Telling the story of Mike, a client of the Dad to Dad program, Jen writes that Mike’s life changed for the better “when Mike’s girlfriend (now wife), ‘Melissa,’ a client at the Carolina Pregnancy Center, heard about the center’s Dad-to-Dad program and recommended it to Mike.”
Did you see the two words, in parentheses? “Now wife.”
Let’s get this out there before I go further. I am not saying every unplanned pregnancy must result in marriage. I’m not even saying every marriage coming about through an unplanned pregnancy means a couple will avoid poverty. Not at all.
When a man engages in his child’s life through marriage, the odds are better for the child. In addition, the odds are better for a man who now sees himself as responsible for more than just his own well-being. And yes, the odds of that family avoiding poverty go up.
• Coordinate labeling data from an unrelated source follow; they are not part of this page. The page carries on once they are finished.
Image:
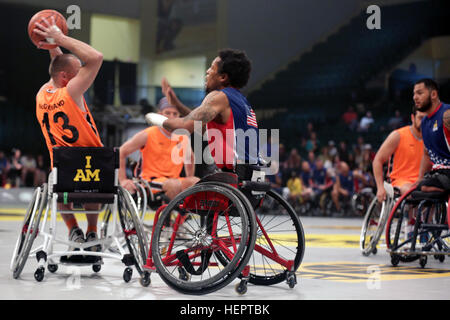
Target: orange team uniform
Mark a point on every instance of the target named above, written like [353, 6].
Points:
[62, 122]
[157, 164]
[406, 158]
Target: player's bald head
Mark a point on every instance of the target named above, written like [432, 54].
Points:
[67, 63]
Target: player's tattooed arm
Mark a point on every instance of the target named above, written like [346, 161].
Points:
[212, 106]
[208, 110]
[446, 119]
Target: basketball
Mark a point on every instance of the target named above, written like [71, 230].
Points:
[39, 17]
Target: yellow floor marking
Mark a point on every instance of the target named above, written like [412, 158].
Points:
[360, 272]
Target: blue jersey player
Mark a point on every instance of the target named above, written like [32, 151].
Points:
[436, 137]
[224, 112]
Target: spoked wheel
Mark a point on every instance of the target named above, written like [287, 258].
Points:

Tweet This: When a man engages in his child’s life through marriage, the odds are better for the child. @KirkWalden #prolife
I’ve written on this subject before so I’m probably repeating myself with the following question:
“Are we in the pregnancy help community proactive enough in engaging the fathers we have the opportunity to reach?”
In keeping with the first question, “Are we proactive enough in presenting marriage as an option to those we see?”
Let’s also remember there is another option here for the single birth mother; adoption. For those who appear headed to single-parenting, are we purposeful enough and regularly training ourselves to effectively present adoption?
Again, no one is saying every child should either be born into a two-parent home or be placed for adoption. But are we doing all we can do? Just a thought.
Back to the dads. I’ve been told many times, “We can’t get the dads to come in.” I get it. But are we constantly praying about this? Are we finding webinars, attending workshops, calling those ministries having success in these areas for advice and counsel? Or are we throwing up our hands and saying, “What can we do?”
Here’s a question which cuts to the core: “Is my ministry willing to spend the money to find an answer we can implement?” I’m not saying money automatically means an answer or even that with a few thousand dollars we could purchase a perfect program. But, there are ministries having success in these areas, such as Carolina Pregnancy Center. Would our ministry be willing to send two men to a successful center for a week to learn what is working?
I’ve also been told, “We just don’t have the money.” It’s about priorities, isn’t it? If building two-parent families (through adoption or marriage) is a priority, we will do anything to find the funding to bring in a Fatherhood Coordinator, to advertise our new initiative, to train more mentors and to bring in adoption agencies to train our people regularly.
Again, priorities. Many pregnancy help ministries are adding mobile units, which is exciting. A mobile unit is about $150,000; then we need staffing, supplies, insurance and more. Why do we invest these funds? Because this is a priority. Or, perhaps the priority is STI testing, a new facility or something else.
The interesting thing is, we invest these funds not because we have money left over, but because we see a priority and find a way to stretch ourselves to implement a new initiative.
This column is not about choosing between a mobile unit or reaching fathers. It’s not about STI testing or two-parent families. Not at all.
The point is, if fathers, or adoption, or simply, “two-parent families” becomes a priority, we will find a way to fund it, whatever it takes.
We’ve done this with ultrasound, with our facilities, with marketing and so much more.
Let’s do the same for the dream of more two-parent families.
Now that Father’s Day is behind us until next year, perhaps we need to stretch ourselves again. To those of us who are already pushing ourselves to reach dads and to better present the adoption option, let’s keep up the great work.
And for those of us who can’t seem to find traction on this, let’s make “two parents” a new priority. If we do, perhaps next year we will celebrate a Father’s Day beyond anything we could imagine.